Having impressed with the epic franchise fantasy scores for THE GOLDEN COMPASS and THE TWILIGHT SAGA: NEW MOON, Desplat thankfully raises the scoring stakes with his second POTTER big time, his brew of sorcerous menace and desperate, bold heroism immediately returning listeners to the musical enchantment that filled the best entries in the series.

Ever since his American breakout score for BIRTH, Desplat has brought a unique Gallic lyricism to even his most multiplex of scores, a poignance that makes this POTTER especially remarkable for giving heart to its truly harrowing danger. For at the center of the raging battles between good and absolute evil, Desplat’s melodic compassion is always there for the bond of this beloved trio, making the fearsomeness of the toweringly dark, cliffhanging action they’re thrown into all the more emotionally affecting, especially as Deplat’s mournfully percussive music becomes the only thing heard during some of the finale’s cataclysmic battle.
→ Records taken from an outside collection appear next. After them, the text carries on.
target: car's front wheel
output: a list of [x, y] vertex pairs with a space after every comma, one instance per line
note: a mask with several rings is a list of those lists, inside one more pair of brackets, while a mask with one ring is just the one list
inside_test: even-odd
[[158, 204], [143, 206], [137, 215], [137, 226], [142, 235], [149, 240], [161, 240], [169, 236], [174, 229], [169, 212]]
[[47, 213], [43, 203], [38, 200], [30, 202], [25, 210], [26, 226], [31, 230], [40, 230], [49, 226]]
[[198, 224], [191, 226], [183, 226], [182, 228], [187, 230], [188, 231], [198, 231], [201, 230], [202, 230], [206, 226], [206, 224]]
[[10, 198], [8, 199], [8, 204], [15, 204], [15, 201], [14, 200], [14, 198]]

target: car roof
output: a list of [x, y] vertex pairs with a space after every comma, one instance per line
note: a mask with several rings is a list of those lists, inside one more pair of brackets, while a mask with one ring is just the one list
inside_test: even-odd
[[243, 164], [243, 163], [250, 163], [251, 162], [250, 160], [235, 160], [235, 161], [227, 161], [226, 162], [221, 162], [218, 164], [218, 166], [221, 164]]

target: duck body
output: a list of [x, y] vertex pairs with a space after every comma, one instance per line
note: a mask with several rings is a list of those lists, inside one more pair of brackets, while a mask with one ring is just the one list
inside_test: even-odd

For as much as Desplat’s throttling, choral and brass action delivers on the spectacle, it’s the near-religious poignance which graces the score which gives ultimate meaning to the numerous sacrifices within, especially with a ghostly female voice that tells us many of our most beloved friends will only be making out of this finale in spirit only.
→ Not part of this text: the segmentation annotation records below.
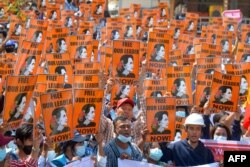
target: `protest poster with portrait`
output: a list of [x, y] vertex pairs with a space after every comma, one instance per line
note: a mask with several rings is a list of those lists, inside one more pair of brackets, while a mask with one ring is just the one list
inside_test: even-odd
[[197, 72], [213, 74], [214, 71], [221, 72], [222, 59], [220, 57], [207, 57], [197, 59]]
[[100, 86], [99, 75], [74, 75], [74, 89], [98, 89]]
[[73, 92], [72, 90], [42, 94], [40, 96], [45, 136], [52, 143], [73, 138]]
[[68, 53], [46, 54], [48, 70], [50, 74], [64, 75], [64, 88], [72, 88], [73, 69]]
[[238, 48], [235, 56], [236, 62], [250, 62], [250, 45], [243, 42], [238, 43]]
[[112, 75], [132, 85], [139, 75], [140, 42], [113, 41]]
[[69, 52], [69, 29], [52, 28], [47, 34], [45, 48], [47, 53], [65, 53]]
[[47, 35], [48, 21], [47, 20], [30, 20], [30, 27], [27, 31], [26, 40], [44, 43]]
[[175, 98], [146, 98], [146, 124], [148, 142], [168, 142], [175, 134]]
[[209, 107], [236, 112], [240, 90], [240, 76], [222, 74], [215, 71], [213, 75]]
[[93, 50], [91, 35], [70, 36], [70, 58], [90, 59]]
[[150, 32], [147, 50], [147, 69], [157, 73], [158, 70], [166, 69], [169, 60], [168, 51], [172, 47], [171, 36], [167, 33]]
[[111, 104], [116, 106], [117, 102], [123, 98], [134, 99], [135, 96], [135, 87], [130, 84], [121, 84], [117, 82], [111, 91]]
[[3, 122], [11, 129], [19, 127], [32, 98], [37, 76], [11, 76], [6, 78]]
[[47, 92], [58, 91], [64, 89], [64, 75], [58, 74], [39, 74], [37, 77], [37, 83], [46, 83]]
[[77, 75], [98, 75], [101, 70], [101, 64], [98, 62], [84, 62], [75, 64], [75, 74]]
[[185, 130], [185, 123], [186, 118], [178, 117], [175, 118], [175, 136], [174, 141], [180, 141], [187, 138], [187, 132]]
[[163, 97], [167, 91], [167, 80], [144, 80], [144, 93], [146, 97]]
[[213, 75], [197, 73], [196, 80], [195, 105], [199, 111], [202, 111], [211, 95]]
[[167, 67], [168, 92], [176, 97], [176, 106], [193, 104], [190, 66]]
[[16, 75], [35, 75], [43, 51], [42, 43], [23, 41], [15, 67]]
[[74, 128], [81, 134], [96, 134], [102, 111], [104, 90], [74, 90]]
[[250, 44], [250, 25], [241, 25], [241, 42], [245, 44]]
Any soundtrack for the finale to a genre epic that’s worth its salt is wise to acknowledge its musical ancestors. And while Desplat has a surfeit of great themes, he’s also sure to dexterously weave the iconic melodies that John Williams first conjured for POTTER, Credit for ensuring that Williams’ smooth, melodic vibrancy touches all of HALLOWS’ score can be squarely given to orchestrator Conrad Pope (with an able assist by Clifford J. Tasner), who was on board since Williams’ first Quidditch match. And while the HALLOWS soundtrack has got to be about Desplat’s music (even given a 72-minute running time that barely grabs at the enormity of the score), it’s a measure of his humility as to how effectively Williams’ original music is used here- from the burst of his main theme as Harry makes it back to school, to the original’s climactic train departure cue “Leaving Hogwarts,” which becomes the signature for a new generation of students. It’s a stunningly apropos reprise that brings all of the POTTER scores full circle, and the final, thoughtful sparkle that takes the series out on the highest note of all.